The Social McGurk Effect

You know how sometimes the simple, seemingly inconsequential interactions you have can start the gears turning in your head? I had one of those recently.

But first, I’d recommend watching the featured video on the McGurk effect. Seriously, watch it, it will blow your mind.

Mind = Blown

Pretty trippy, huh? You can read about it here as well if you’d like.

Anyway, notice how what you see affects what you hear? (At least, what you think you hear.) Even though the person is saying, “Bah,” and not, “Vah,” you still can’t help but hear “vah” in your head.

Moral of the story: your perception isn’t perfect – it colors what you think reality is, despite what may actually be happening around you.

Your reality is the person saying, “Vah.” Actual reality is the person saying, “Bah.” But it doesn’t really matter, because your reality is the one you live in.

The Social McGurk Effect

Pretty catchy name, huh? Anyway, I promise this is related to something, and I’m not just sharing mind-blowing stuff.

I was at a tech conference and was trying to meet some of the people involved that were hovering in our general area. (Y’know,how if you’re not actively seeking out someone in particular, you kind of just float around and chat someone up if you catch their eye? Anyway, I always want to step back and watch other people do it because it seems so arbitrary.)

So we’re all helicoptering around chatting some people up, and there are a few of us in the group introducing ourselves. My friend turns to the guy standing next to him and says, “So do you work for [company hosting the event we’re at]?”

Turns out that he’s there with his wife at the conference, so he’s not necessarily attending because it’s related to his work. Yet his wife immediately commented, “People always assume that the guy is who we’re here for.”

Yes, sometimes people make that assumption. But sometimes they also don’t make that assumption.

I know the person who asked the question, and he’s not the kind of person that would assume “the guy” is the tech person, he’s simply talking to who’s closest to him. I was a bit caught off-guard by the insinuation that my friend would assume who works in the tech space simply based on gender (and I know he would have directed the same question to the next person in line right after that), but I stepped back and thought about it later.

This person’s reality is colored by what they think they’re seeing, not what’s happening.
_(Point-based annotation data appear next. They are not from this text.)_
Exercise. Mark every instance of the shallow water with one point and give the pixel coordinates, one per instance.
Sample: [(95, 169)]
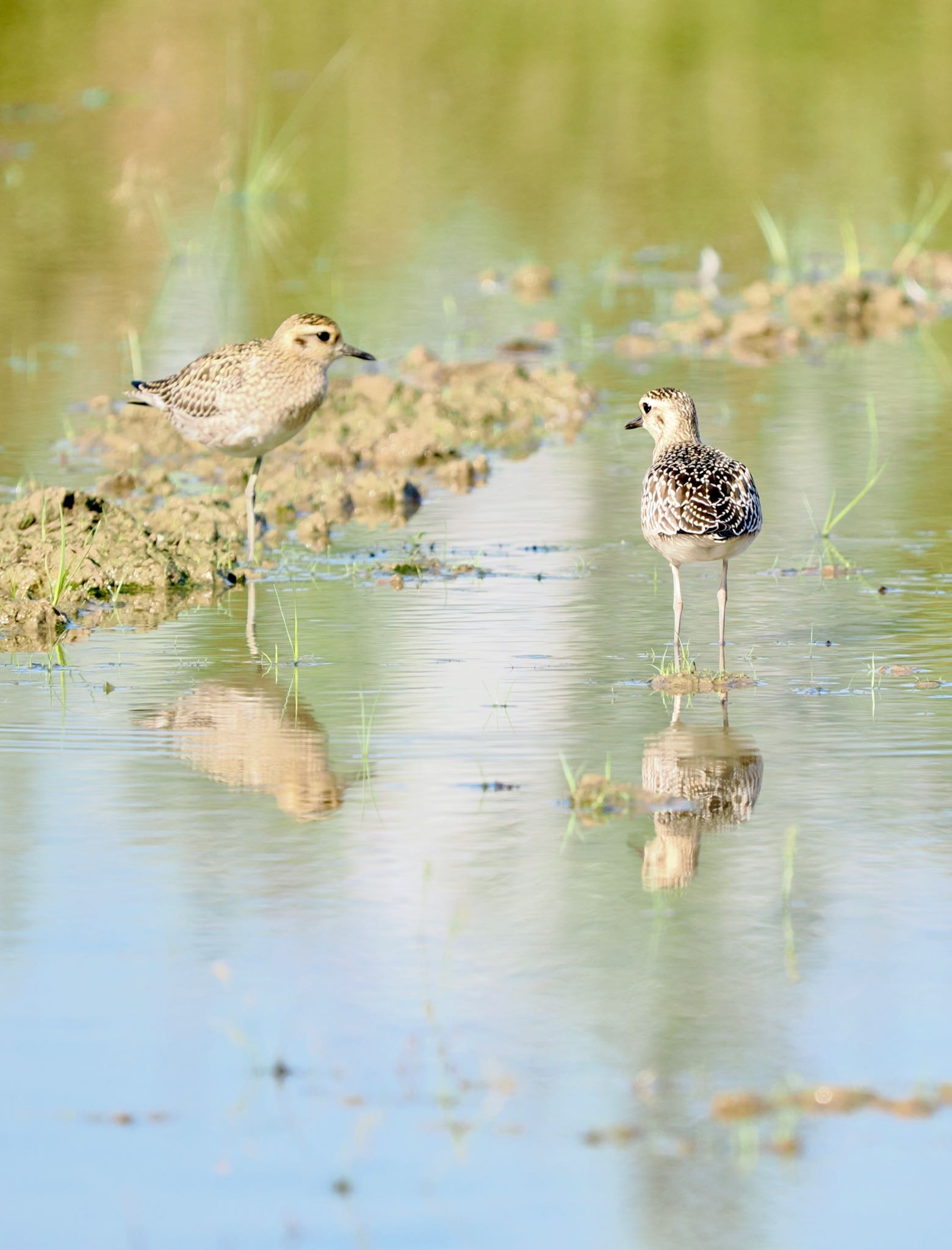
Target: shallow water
[(495, 1022)]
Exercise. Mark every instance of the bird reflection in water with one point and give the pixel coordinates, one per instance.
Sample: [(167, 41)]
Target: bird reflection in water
[(721, 776), (247, 733)]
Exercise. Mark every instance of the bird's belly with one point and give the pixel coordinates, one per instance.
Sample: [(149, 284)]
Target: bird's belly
[(245, 434), (699, 548)]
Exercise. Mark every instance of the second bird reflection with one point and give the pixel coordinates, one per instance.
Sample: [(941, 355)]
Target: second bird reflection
[(247, 734), (720, 774)]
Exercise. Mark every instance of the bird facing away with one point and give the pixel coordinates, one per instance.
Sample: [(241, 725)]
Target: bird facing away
[(249, 398), (696, 503)]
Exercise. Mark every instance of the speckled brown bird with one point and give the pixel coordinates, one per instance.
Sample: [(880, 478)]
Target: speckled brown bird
[(698, 504), (249, 398)]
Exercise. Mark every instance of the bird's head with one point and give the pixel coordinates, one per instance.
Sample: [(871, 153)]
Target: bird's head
[(315, 338), (669, 415)]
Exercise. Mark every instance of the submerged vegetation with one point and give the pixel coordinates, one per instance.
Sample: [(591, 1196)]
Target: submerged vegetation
[(168, 518)]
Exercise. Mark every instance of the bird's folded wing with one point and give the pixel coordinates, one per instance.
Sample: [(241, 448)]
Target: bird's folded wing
[(209, 384), (723, 503)]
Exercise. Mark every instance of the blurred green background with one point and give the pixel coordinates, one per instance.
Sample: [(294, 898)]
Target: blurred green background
[(180, 174)]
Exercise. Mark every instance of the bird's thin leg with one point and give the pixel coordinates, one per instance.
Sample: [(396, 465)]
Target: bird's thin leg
[(250, 508), (723, 613), (250, 619), (679, 605)]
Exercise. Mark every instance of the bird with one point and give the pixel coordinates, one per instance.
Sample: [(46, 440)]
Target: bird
[(249, 398), (698, 504), (718, 771)]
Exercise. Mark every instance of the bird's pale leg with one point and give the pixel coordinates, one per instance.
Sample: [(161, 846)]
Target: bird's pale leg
[(723, 613), (679, 605), (250, 508), (250, 619)]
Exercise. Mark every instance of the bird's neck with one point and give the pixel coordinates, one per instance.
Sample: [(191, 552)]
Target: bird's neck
[(679, 439)]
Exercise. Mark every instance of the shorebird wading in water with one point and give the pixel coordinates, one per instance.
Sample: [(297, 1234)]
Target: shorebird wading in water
[(249, 398), (696, 503)]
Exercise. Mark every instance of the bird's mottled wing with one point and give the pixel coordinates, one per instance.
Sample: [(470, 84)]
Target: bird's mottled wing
[(209, 384), (700, 490)]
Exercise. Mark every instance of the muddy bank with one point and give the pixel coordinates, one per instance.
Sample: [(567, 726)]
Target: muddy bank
[(67, 551), (165, 520), (769, 320)]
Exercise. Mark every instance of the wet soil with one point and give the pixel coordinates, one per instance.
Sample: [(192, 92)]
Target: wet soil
[(168, 518), (771, 319)]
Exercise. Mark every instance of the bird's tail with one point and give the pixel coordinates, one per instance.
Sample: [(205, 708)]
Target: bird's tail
[(144, 394)]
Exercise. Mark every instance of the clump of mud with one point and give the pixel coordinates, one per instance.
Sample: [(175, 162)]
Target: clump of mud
[(62, 551), (770, 320), (695, 683), (167, 520), (365, 455)]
And it doesn’t matter, because it’s reality for him or her. To this person, my friend is perpetuating stereotypes in the tech sphere by assuming that the male attendee is working in the tech space.

Frankly, I really don’t care how this person perceived the issue — I’m more interested in the fact I should be aware of my own preconceptions here that could be similar. Have I done this? How often? Seriously, think about how you’re already “seeing something” in your mind (your preconception), which then affects what you “hear” (what’s actually going on around you).

Taking off your colored glasses

Your experiences influence how you evaluate reality. While your own experiences are immensely valuable, it’s important to remember that they not only influence our decision making, but how we evaluate reality as well. Basically, we’re all looking at the world through our own colored glasses, be they rose-tinted or not. What we “see” is in part dictated by what we expect to see and our own biases, which in turn changes what we “hear”.

While this is the nature of unique perception and perspective (and isn’t necessarily a bad thing in itself), it made me realize that I may bring my own negative perceptions into an encounter, which can entirely distort or sour the reality of what’s occurring.

In the case above, I’m sure the person that made this comment came away from the encounter with a negative viewpoint on what happened, and thinks that my friend was another sexist person in the tech space. To the rest of us, he was just a guy that was trying to make conversation with the person closest to him.

For me, it’s a lesson to try to be more open-minded when meeting new people or while in new situations; to close my eyes, so to speak, so that I can hear what’s happening and not what my brain thinks is happening.